Mostra que introduziu Duchamp nos EUA e deslocou eixo das artes completa cem anos
Em 1913 a Exibição Internacional de Arte Moderna eletrizou Manhattan e entrou para a história como Armory Show, por ter acontecido num depósito militar da rua 26 com a avenida Lexington.
Numa Nova York ainda provinciana, onde mulheres marchavam pelo direito ao voto, a vanguarda europeia causou certa indigestão intelectual.
Quando a mostra foi a Chicago, estudantes de arte quiseram queimar uma efígie de Matisse e atearam fogo em réplicas de suas obras.
Muitos tacharam de primitivo o artista, que teria errado ao pintar dedos a mais ou a menos nos pés da modelo que se exibia nua na tela.
Mudança de eixo
Duchamp, que quatro anos depois causaria novo escândalo com seu urinol em Nova York, fazia ali sua estreia na cidade que se tornou, com o Armory Show, o centro cultural do mundo, desbancando Paris, então farol das artes.
Urinol - Marcel Duchamp
"Isso tudo aconteceu no mesmo lugar, debaixo do mesmo teto", conta a historiadora americana Laurette McCarthy. "Embora a classe artística já conhecesse parte dessa produção, milhares de nova-iorquinos foram à exposição como a um evento social, curiosos pelo teor das críticas nos jornais."
Gail Stavitsky, outra historiadora que organiza com McCarthy uma mostra em homenagem ao centenário do Armory Show, sustenta, aliás, que a crítica de arte nos Estados Unidos surgiu com as reações acaloradas à mostra.
"Esse foi o nascimento da crítica de arte americana", diz Stavitsky. "Houve uma explosão do pensamento crítico, os jornais passaram a publicar resenhas de exposições quase todos os dias. Isso ajuda a derrubar o mito de que a América era um deserto intelectual até a o surgimento do expressionismo abstrato."

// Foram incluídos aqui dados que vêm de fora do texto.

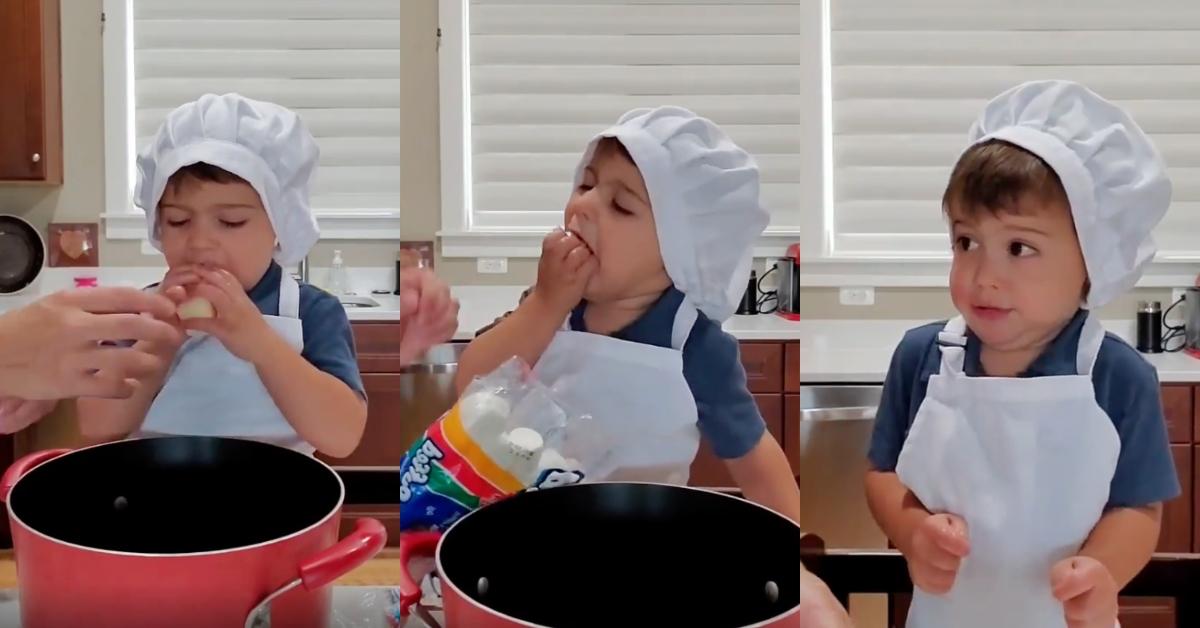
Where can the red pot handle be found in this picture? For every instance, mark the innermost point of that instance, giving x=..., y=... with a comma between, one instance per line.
x=413, y=545
x=23, y=466
x=345, y=556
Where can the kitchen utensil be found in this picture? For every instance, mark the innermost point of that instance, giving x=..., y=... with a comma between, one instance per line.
x=1150, y=327
x=787, y=275
x=587, y=555
x=185, y=531
x=22, y=255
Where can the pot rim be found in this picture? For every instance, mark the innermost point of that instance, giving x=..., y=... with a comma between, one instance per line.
x=523, y=623
x=322, y=521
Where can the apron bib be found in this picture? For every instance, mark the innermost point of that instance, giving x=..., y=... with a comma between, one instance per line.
x=635, y=392
x=210, y=392
x=1026, y=462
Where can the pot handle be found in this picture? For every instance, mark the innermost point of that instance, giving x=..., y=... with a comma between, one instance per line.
x=357, y=548
x=23, y=466
x=413, y=545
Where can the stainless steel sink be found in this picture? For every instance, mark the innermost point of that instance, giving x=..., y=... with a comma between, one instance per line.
x=835, y=426
x=349, y=300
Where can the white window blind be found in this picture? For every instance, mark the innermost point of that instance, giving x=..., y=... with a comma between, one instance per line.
x=909, y=78
x=335, y=63
x=545, y=76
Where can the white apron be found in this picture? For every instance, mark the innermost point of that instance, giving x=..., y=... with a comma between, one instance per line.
x=635, y=392
x=210, y=392
x=1026, y=462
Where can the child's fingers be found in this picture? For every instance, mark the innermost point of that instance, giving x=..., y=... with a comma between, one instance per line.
x=1068, y=581
x=951, y=534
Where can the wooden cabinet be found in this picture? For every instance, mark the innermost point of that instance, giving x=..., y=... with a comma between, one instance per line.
x=30, y=93
x=1177, y=408
x=763, y=363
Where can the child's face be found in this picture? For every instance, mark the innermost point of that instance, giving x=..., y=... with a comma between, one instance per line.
x=1018, y=276
x=611, y=211
x=221, y=225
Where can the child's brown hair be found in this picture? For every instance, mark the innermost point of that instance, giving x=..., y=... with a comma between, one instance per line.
x=995, y=175
x=203, y=172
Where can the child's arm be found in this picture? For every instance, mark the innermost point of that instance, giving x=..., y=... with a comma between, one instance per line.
x=565, y=267
x=766, y=477
x=321, y=407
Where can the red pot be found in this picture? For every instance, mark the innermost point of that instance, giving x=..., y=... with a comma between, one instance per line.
x=612, y=554
x=183, y=531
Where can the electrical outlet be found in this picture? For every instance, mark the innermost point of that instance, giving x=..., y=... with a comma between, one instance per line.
x=857, y=295
x=492, y=265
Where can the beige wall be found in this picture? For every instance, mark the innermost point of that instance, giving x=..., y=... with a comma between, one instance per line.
x=82, y=196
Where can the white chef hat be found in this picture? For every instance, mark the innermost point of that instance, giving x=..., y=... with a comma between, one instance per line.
x=263, y=143
x=705, y=197
x=1115, y=179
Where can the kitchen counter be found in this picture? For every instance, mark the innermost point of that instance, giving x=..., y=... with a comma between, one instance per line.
x=859, y=350
x=479, y=305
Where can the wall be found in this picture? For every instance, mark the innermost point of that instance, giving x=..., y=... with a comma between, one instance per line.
x=82, y=196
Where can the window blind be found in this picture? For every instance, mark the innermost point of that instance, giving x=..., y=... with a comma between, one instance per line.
x=546, y=76
x=335, y=63
x=909, y=78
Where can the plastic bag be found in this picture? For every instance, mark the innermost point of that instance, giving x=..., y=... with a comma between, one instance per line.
x=504, y=435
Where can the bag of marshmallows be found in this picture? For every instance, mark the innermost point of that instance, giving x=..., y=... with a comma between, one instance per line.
x=504, y=435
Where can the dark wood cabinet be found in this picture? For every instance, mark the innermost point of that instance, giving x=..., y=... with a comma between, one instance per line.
x=792, y=368
x=1177, y=410
x=30, y=93
x=763, y=363
x=709, y=471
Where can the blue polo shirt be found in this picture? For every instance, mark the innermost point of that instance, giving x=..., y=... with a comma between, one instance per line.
x=729, y=417
x=328, y=338
x=1127, y=389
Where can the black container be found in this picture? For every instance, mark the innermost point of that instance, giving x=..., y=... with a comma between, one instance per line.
x=1150, y=327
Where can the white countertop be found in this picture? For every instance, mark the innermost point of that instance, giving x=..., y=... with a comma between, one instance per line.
x=859, y=351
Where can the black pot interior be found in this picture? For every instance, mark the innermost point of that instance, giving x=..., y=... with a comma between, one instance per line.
x=175, y=495
x=604, y=555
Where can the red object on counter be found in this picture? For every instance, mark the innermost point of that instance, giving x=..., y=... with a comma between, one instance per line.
x=612, y=554
x=189, y=532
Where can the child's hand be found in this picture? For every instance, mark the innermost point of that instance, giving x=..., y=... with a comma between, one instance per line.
x=563, y=273
x=238, y=323
x=16, y=413
x=1087, y=592
x=429, y=315
x=939, y=545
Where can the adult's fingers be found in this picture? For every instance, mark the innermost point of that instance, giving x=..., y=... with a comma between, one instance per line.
x=118, y=300
x=127, y=327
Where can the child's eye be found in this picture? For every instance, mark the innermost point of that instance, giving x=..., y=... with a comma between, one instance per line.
x=1020, y=250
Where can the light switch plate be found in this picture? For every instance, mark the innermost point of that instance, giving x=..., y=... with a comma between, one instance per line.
x=492, y=265
x=861, y=295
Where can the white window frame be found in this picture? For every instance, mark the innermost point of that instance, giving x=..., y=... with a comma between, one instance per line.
x=459, y=238
x=123, y=220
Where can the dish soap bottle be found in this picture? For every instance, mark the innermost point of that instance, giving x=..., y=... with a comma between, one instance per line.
x=337, y=282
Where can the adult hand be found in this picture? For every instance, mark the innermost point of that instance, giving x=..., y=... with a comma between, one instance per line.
x=53, y=347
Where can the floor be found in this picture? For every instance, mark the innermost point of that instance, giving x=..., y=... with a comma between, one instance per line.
x=383, y=570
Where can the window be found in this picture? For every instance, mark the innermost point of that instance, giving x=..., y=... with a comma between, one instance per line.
x=525, y=85
x=335, y=63
x=910, y=78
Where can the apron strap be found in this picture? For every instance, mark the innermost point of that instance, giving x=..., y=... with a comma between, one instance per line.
x=1090, y=341
x=685, y=320
x=289, y=297
x=952, y=341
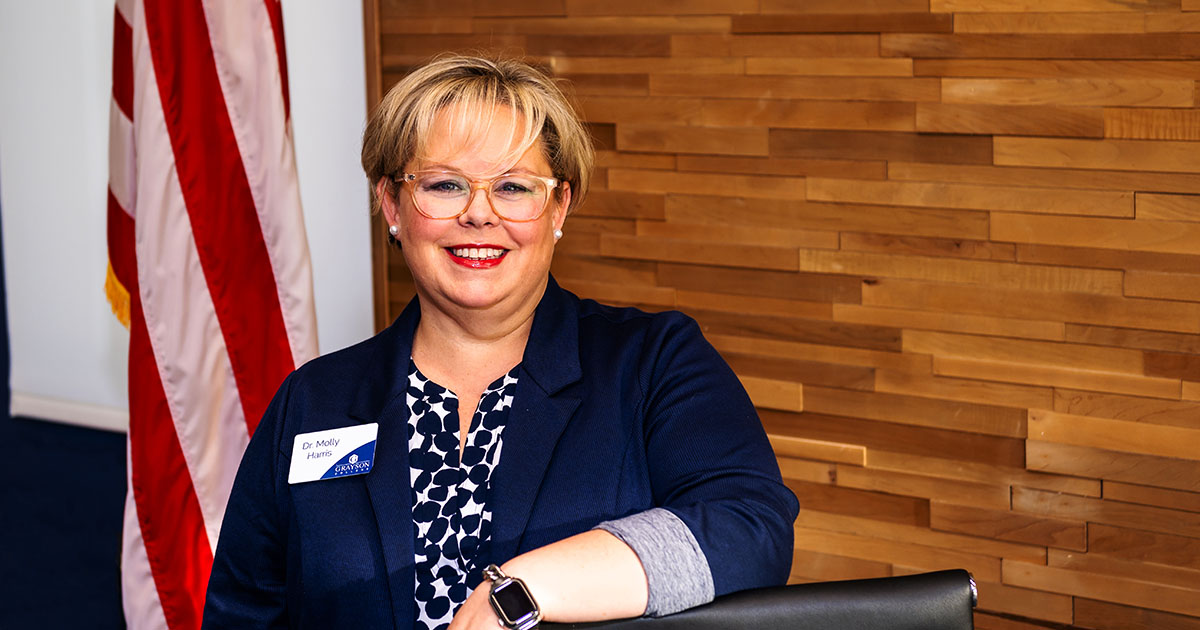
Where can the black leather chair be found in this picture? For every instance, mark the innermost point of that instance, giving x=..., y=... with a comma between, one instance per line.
x=941, y=600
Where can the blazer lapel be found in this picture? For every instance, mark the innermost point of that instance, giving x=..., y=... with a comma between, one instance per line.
x=538, y=418
x=381, y=399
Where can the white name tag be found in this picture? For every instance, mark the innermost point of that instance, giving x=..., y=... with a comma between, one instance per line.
x=334, y=453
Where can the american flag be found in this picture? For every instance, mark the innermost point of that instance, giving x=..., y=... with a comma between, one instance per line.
x=208, y=267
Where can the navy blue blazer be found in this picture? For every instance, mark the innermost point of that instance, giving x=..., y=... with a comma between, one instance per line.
x=616, y=412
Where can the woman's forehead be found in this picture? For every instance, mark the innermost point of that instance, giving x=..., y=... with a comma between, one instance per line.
x=480, y=139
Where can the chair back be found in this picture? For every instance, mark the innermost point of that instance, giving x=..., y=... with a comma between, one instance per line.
x=940, y=600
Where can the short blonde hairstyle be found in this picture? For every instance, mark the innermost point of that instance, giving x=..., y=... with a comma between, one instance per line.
x=400, y=127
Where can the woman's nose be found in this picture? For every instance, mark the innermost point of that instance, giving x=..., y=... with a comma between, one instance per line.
x=479, y=209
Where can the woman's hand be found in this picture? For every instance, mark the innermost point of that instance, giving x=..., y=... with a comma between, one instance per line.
x=477, y=612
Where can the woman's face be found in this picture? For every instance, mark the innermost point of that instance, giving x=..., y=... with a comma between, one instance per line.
x=511, y=276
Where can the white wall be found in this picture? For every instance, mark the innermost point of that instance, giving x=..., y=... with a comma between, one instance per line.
x=55, y=65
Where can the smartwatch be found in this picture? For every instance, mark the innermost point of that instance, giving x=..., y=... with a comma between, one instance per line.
x=511, y=600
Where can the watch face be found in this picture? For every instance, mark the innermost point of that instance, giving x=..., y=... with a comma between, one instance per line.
x=513, y=603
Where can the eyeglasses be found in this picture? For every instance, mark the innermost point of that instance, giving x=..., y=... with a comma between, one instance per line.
x=515, y=197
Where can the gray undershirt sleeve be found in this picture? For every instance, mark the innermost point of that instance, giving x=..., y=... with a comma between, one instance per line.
x=677, y=571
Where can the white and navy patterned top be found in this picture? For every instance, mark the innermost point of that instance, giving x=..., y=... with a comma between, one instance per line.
x=450, y=508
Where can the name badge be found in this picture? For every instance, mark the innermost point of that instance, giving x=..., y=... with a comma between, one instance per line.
x=333, y=453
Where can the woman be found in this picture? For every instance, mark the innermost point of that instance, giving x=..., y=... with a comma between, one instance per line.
x=611, y=465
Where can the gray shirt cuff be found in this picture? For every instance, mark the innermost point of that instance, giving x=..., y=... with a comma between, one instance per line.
x=677, y=571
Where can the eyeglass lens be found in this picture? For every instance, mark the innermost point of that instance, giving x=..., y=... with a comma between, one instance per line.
x=447, y=195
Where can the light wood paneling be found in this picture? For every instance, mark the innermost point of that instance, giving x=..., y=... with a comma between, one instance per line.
x=951, y=247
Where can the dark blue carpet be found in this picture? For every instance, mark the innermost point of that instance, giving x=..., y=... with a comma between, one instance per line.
x=61, y=497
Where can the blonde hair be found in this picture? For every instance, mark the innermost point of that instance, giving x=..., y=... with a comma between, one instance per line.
x=400, y=127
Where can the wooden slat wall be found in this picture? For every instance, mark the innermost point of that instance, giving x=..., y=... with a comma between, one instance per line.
x=951, y=246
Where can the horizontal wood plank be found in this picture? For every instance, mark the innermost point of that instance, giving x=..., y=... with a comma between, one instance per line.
x=1122, y=436
x=1080, y=93
x=1003, y=525
x=1011, y=120
x=1098, y=463
x=1109, y=588
x=973, y=197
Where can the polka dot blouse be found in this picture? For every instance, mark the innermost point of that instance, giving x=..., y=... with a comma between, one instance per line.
x=450, y=495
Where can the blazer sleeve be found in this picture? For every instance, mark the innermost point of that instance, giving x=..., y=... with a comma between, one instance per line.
x=247, y=587
x=711, y=463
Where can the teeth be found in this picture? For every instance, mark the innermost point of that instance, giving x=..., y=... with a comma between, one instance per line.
x=478, y=253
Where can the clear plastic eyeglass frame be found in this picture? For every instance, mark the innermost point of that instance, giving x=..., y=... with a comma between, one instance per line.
x=475, y=185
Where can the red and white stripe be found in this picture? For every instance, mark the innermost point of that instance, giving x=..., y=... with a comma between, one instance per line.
x=207, y=234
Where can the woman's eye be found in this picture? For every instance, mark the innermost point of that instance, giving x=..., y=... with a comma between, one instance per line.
x=445, y=186
x=511, y=187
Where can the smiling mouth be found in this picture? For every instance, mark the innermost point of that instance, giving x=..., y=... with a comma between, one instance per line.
x=478, y=253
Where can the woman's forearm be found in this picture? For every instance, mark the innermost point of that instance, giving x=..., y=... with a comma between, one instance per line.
x=586, y=577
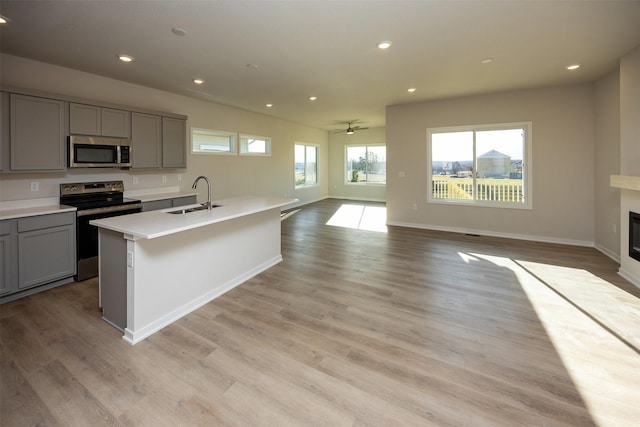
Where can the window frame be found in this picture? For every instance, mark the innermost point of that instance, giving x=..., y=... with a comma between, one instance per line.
x=527, y=162
x=233, y=137
x=306, y=145
x=347, y=181
x=241, y=144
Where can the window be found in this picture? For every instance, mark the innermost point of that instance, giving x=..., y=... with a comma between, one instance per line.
x=366, y=164
x=205, y=141
x=306, y=165
x=488, y=165
x=255, y=145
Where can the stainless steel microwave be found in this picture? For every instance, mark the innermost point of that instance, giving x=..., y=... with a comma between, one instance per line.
x=99, y=152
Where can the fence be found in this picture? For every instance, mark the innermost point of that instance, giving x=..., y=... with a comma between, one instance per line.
x=495, y=190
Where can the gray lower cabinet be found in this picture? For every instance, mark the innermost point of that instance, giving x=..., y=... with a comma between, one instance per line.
x=100, y=121
x=5, y=134
x=174, y=146
x=37, y=251
x=168, y=203
x=38, y=133
x=8, y=256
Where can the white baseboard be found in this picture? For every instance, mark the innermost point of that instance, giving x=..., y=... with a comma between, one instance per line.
x=134, y=337
x=607, y=252
x=543, y=239
x=630, y=277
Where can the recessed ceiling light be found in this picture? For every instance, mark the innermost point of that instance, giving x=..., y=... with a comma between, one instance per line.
x=125, y=58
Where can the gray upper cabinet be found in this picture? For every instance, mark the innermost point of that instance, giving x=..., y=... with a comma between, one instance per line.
x=116, y=123
x=100, y=121
x=146, y=136
x=5, y=134
x=38, y=133
x=174, y=154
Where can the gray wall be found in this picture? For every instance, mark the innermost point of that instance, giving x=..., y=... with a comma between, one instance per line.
x=607, y=163
x=230, y=175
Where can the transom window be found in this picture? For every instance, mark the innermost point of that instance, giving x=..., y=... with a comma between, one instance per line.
x=255, y=145
x=206, y=141
x=366, y=164
x=306, y=165
x=486, y=165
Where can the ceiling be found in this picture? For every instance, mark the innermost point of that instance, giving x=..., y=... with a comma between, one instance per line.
x=251, y=53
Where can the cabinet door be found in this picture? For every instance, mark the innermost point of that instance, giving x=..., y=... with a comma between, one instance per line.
x=5, y=135
x=8, y=253
x=38, y=133
x=116, y=123
x=146, y=137
x=85, y=119
x=174, y=147
x=46, y=255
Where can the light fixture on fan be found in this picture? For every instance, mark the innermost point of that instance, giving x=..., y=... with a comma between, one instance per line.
x=350, y=130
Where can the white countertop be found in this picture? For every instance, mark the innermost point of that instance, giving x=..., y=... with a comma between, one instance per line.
x=160, y=196
x=26, y=211
x=153, y=224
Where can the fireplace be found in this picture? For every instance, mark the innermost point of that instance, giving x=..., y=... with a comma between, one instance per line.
x=634, y=235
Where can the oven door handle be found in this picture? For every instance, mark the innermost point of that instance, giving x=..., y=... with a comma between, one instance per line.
x=131, y=207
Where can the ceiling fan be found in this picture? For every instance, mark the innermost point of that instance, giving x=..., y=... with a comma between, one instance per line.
x=349, y=130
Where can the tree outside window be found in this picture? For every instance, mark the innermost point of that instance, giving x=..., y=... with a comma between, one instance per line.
x=306, y=165
x=366, y=164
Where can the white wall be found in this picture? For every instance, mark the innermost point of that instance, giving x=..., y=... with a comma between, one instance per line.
x=629, y=155
x=338, y=187
x=607, y=163
x=563, y=164
x=230, y=175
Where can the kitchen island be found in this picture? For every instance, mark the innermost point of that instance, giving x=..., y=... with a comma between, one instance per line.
x=155, y=267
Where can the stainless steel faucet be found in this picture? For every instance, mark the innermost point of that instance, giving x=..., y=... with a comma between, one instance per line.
x=195, y=184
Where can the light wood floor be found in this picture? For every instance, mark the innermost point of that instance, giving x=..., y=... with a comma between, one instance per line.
x=353, y=328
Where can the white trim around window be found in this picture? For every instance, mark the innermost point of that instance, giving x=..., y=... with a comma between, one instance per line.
x=213, y=142
x=481, y=165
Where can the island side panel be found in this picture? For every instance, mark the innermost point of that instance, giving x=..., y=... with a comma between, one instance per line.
x=112, y=275
x=175, y=274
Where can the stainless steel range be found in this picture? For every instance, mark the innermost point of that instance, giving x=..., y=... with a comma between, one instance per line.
x=94, y=200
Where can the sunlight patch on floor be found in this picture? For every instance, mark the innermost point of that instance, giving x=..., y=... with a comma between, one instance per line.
x=360, y=217
x=582, y=313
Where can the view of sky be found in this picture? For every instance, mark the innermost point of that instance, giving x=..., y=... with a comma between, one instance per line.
x=458, y=146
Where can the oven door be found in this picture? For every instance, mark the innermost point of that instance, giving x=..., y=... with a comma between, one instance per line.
x=87, y=236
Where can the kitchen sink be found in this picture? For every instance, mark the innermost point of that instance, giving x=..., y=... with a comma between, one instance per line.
x=193, y=209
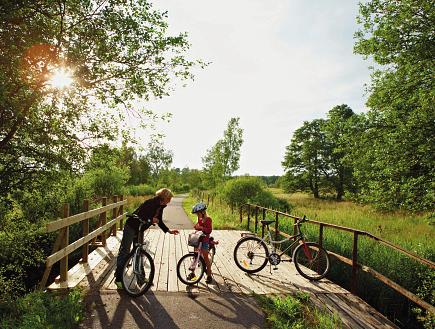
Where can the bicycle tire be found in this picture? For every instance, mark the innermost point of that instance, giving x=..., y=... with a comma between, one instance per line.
x=312, y=269
x=183, y=270
x=131, y=282
x=245, y=259
x=211, y=254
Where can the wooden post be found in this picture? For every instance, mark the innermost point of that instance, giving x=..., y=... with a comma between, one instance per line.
x=85, y=229
x=249, y=214
x=354, y=282
x=256, y=218
x=276, y=226
x=321, y=235
x=103, y=220
x=121, y=211
x=64, y=243
x=114, y=215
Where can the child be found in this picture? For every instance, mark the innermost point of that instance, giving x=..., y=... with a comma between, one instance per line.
x=205, y=225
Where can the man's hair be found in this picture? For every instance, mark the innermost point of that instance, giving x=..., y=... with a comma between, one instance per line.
x=164, y=193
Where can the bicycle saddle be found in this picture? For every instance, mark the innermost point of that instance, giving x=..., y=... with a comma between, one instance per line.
x=267, y=222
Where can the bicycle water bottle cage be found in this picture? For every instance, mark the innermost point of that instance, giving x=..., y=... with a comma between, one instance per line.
x=267, y=222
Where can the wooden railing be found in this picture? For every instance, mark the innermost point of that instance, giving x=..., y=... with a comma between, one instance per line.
x=62, y=248
x=255, y=209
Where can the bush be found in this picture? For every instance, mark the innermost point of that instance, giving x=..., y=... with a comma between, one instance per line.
x=140, y=190
x=39, y=310
x=23, y=249
x=246, y=189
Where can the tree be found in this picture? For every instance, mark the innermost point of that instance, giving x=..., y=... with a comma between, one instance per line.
x=116, y=53
x=339, y=132
x=222, y=160
x=158, y=157
x=304, y=158
x=394, y=160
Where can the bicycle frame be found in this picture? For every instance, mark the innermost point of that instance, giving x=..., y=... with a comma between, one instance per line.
x=297, y=238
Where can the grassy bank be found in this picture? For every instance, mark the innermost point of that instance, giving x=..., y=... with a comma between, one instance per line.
x=223, y=217
x=296, y=312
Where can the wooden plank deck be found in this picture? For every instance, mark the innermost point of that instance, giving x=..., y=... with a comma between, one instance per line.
x=167, y=250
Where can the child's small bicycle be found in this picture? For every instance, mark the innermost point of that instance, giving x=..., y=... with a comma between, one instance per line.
x=191, y=267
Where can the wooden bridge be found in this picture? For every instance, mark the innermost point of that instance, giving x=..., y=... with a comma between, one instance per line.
x=167, y=249
x=95, y=270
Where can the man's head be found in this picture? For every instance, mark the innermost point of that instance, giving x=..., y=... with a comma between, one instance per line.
x=165, y=195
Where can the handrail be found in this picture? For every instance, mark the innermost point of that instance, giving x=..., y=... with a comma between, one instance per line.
x=353, y=262
x=62, y=248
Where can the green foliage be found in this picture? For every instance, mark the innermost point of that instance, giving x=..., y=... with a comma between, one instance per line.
x=223, y=158
x=22, y=254
x=118, y=52
x=44, y=310
x=316, y=158
x=159, y=158
x=247, y=189
x=426, y=291
x=296, y=312
x=395, y=152
x=139, y=190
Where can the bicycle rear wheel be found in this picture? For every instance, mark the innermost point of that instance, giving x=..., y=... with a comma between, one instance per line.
x=251, y=254
x=311, y=261
x=186, y=273
x=137, y=281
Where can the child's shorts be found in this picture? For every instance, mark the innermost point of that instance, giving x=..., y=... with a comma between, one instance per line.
x=205, y=246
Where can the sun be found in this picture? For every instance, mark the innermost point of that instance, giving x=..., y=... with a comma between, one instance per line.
x=61, y=78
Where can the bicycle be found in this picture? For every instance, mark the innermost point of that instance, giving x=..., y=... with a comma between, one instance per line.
x=138, y=270
x=191, y=263
x=311, y=260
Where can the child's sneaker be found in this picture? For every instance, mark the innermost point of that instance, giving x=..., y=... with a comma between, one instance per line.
x=118, y=285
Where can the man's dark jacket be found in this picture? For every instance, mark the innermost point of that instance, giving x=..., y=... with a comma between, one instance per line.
x=148, y=210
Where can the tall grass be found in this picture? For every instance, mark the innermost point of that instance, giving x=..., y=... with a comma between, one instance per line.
x=414, y=232
x=296, y=312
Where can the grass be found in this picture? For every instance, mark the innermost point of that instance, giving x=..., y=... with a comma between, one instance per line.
x=41, y=310
x=296, y=312
x=414, y=232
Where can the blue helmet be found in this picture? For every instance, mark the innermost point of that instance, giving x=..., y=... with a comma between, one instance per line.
x=199, y=207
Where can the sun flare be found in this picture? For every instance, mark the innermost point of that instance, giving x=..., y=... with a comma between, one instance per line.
x=61, y=78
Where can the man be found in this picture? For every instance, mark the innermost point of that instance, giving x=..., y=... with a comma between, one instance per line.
x=150, y=209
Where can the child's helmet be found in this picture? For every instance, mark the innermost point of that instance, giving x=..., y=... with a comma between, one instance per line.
x=199, y=207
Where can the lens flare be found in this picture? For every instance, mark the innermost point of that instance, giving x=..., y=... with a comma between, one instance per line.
x=61, y=78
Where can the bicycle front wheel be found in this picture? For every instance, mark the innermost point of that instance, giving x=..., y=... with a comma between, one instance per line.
x=138, y=278
x=251, y=254
x=189, y=270
x=311, y=261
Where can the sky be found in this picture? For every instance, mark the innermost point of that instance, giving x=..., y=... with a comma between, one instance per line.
x=274, y=64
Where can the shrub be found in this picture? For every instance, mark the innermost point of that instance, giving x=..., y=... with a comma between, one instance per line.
x=140, y=190
x=23, y=248
x=44, y=310
x=248, y=189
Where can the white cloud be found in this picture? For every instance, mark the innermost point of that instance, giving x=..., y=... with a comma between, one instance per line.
x=275, y=65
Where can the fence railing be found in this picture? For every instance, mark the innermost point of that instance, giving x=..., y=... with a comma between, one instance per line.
x=62, y=248
x=252, y=209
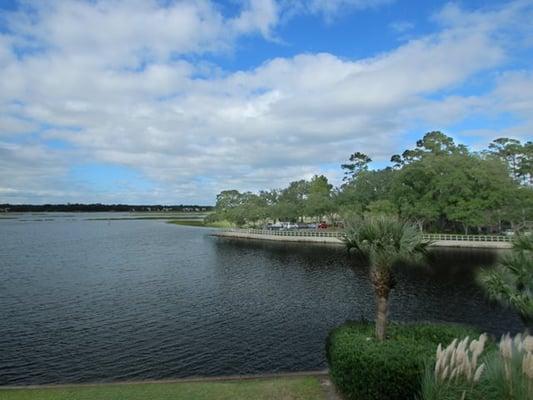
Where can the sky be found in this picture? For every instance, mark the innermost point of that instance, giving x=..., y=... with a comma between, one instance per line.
x=170, y=102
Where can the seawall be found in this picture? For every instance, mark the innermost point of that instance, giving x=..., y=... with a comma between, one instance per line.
x=332, y=240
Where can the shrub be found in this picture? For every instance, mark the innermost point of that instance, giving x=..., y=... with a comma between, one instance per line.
x=364, y=368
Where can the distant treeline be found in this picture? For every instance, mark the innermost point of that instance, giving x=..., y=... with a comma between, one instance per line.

Nesse ponto, o movimento artístico que pôs Nova York no mapa algumas décadas mais tarde, com os arroubos agressivos de Jackson Pollock, também teve seu embrião no choque causado pela avalanche das vanguardas europeias do Armory Show.
"Até então, as cores na arte americana eram quase mortas", analisa Marilyn Kushner, da Sociedade Histórica de Nova York. "Aquele azul do Matisse e as cores vibrantes dos fovistas foram um assalto aos sentidos."
Kushner lembra também que, além das cores, as proporções distorcidas das figuras nas telas e a economia formal das obras de Brancusi causaram grande espanto.
Colecionismo
No afã por entrar na moda, a aristocracia americana arrematou grande parte das peças. Único dos grandes museus da cidade que já existia em 1913, o Metropolitan comprou o seu primeiro Cézanne.
Edward Hopper, então longe da fama que conquistaria mais tarde, vendeu sua primeira pintura, Sailing, em que retratou um veleiro.
"Grandes coleções de arte começaram com o Armory Show", conta Stavitsky. Tanto que uma feira de arte que ocorre até hoje na metrópole americana leva o nome da mostra. "Foi o ponto de partida para o levante das galeriasde arte."